The day’s light had risen enough to overcome the blackout screens a little; flying low, they were suspended in a gray nimbus with only the streak of water across the porthole windows to tell they were moving at all. Alsburg sat watching the beads of rain lance across the porthole between them. His expression was now almost wholly troubled.
“They can’t even use it all,” he said presently in a low voice. “Why would they deny us?”
The question was half-rhetorical, but du Rau chose to answer it. “No one wants an invader’s boots marching across their home ground.”
Alsburg frowned. “You’d think they’d welcome the chance to acquire a bit of civilization,” he muttered.
“Civilization at gunpoint?” Du Rau edged him a sardonic look. “I don’t think so.”
Alsburg would have answered, but he was caught in his frowning thought. Du Rau went on.
“It is not wise to be misled by one’s own propaganda. Lose track of reality that way and you develop a blind side from which you can be attacked. This war began as a war of conquest; and when you tally all the wrongs and put them away, that is what remains.”

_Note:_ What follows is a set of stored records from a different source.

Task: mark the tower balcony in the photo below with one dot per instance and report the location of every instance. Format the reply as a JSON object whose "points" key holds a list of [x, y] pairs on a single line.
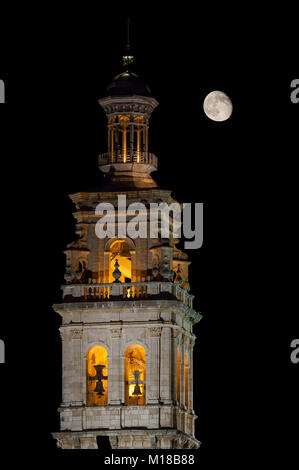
{"points": [[128, 156], [129, 291]]}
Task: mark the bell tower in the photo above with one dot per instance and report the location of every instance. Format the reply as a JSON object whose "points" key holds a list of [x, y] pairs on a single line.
{"points": [[127, 313]]}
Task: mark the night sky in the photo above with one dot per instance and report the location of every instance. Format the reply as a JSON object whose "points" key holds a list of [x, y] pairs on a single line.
{"points": [[244, 170]]}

Alsburg flinched slightly at the word conquest. For Berenians, that word was loaded with the dark memory of warring factions scorching what little arable earth their borders still contained: would-be tyrants throwing away their piecemeal gains in rebuilt infrastructure and medical advancement, all for the chance of slashing their way to the top of Berenia’s post-nuclear heap. Verlac had been their ally then: giving sanctuary and arms to whole families, who gradually allied house to house and locked the warlords out. Verlac had helped them repel invaders, too, with a little judicious saber-rattling as Berenia gained its footing and developed assets. In turn Berenia had given Verlac medicine and engineers and access to trade routes; but though its population eventually stabilized, Verlac retained its insular local-council system of government and its reliance on the female line for social structure. This war, and all that had gone before it, was a stream of cause and effect; Alsburg spoke of it as a matter of static national identity.